The founders: Gaithersburg friends Debbi Ascher and Jen Burnstein, both of whom grew up in Montgomery County.
Year introduced: 2013. The bars were made in a commercial kitchen in Gaithersburg.
Distribution: CharmedBar products are now manufactured in Spokane, Washington, and are available nationwide in hundreds of stores, including major chains. The women have done segments on local TV stations, and appeared on two Food Network shows.

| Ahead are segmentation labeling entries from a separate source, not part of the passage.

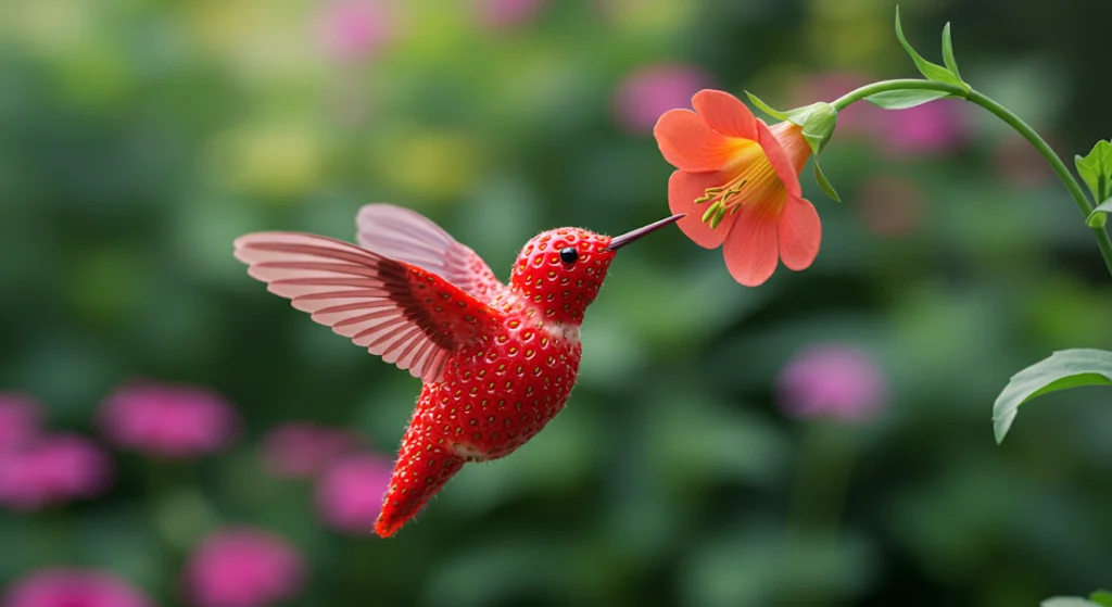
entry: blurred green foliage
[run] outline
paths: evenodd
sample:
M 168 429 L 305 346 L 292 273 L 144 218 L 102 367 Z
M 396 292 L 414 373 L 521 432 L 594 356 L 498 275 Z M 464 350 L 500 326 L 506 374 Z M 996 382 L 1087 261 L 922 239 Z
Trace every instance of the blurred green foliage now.
M 102 566 L 178 604 L 199 534 L 244 523 L 305 553 L 311 583 L 291 604 L 306 606 L 773 605 L 803 589 L 993 607 L 1109 584 L 1106 394 L 1048 397 L 1002 447 L 991 405 L 1054 349 L 1108 348 L 1112 288 L 1060 185 L 964 107 L 963 142 L 943 152 L 835 133 L 823 167 L 845 202 L 805 179 L 825 228 L 806 272 L 745 289 L 677 230 L 623 251 L 544 432 L 468 466 L 394 539 L 325 530 L 310 486 L 261 474 L 258 438 L 317 419 L 393 451 L 418 382 L 269 296 L 235 237 L 350 240 L 359 206 L 393 201 L 505 278 L 540 230 L 618 233 L 666 212 L 651 133 L 615 126 L 634 69 L 688 61 L 790 107 L 817 100 L 793 98 L 812 74 L 913 67 L 886 0 L 569 0 L 497 30 L 468 2 L 411 0 L 359 61 L 321 56 L 322 6 L 0 8 L 0 386 L 79 430 L 131 377 L 210 386 L 245 420 L 224 456 L 155 470 L 119 457 L 100 500 L 0 514 L 0 581 Z M 1105 71 L 1112 4 L 902 8 L 913 40 L 953 21 L 963 77 L 1062 152 L 1112 132 L 1094 111 L 1108 79 L 1089 76 Z M 778 369 L 820 341 L 881 360 L 883 416 L 832 438 L 780 412 Z M 841 489 L 798 487 L 830 475 Z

Secret to success: “We hold the belief that we can do anything,” Ascher says.
Dress It Up Dressing
The product: Stylishly labeled salad dressings with drawings of women in food-accessorized clothing, such as a skirt made of apple slices or a belt with a beet as a buckle.
The founder: Chevy Chase resident and former filmmaker Sophia Maroon
Year introduced: 2012
Distribution: Dress It Up Dressing is now sold in more than 100 stores in nine states. First made at a co-packing plant in Pennsylvania, the dressings are now produced in Wisconsin. Distribution will increase this summer, when the dressings are launched on the West Coast following new packaging and expanded flavors (from four to seven varieties).
Secret to success: “The incredible community of people who have bought a jar of dressing and given it to a friend, saying ‘try this!’ ” Maroon says. “They’re like my secret army of brand ambassadors, and they’re very effective.”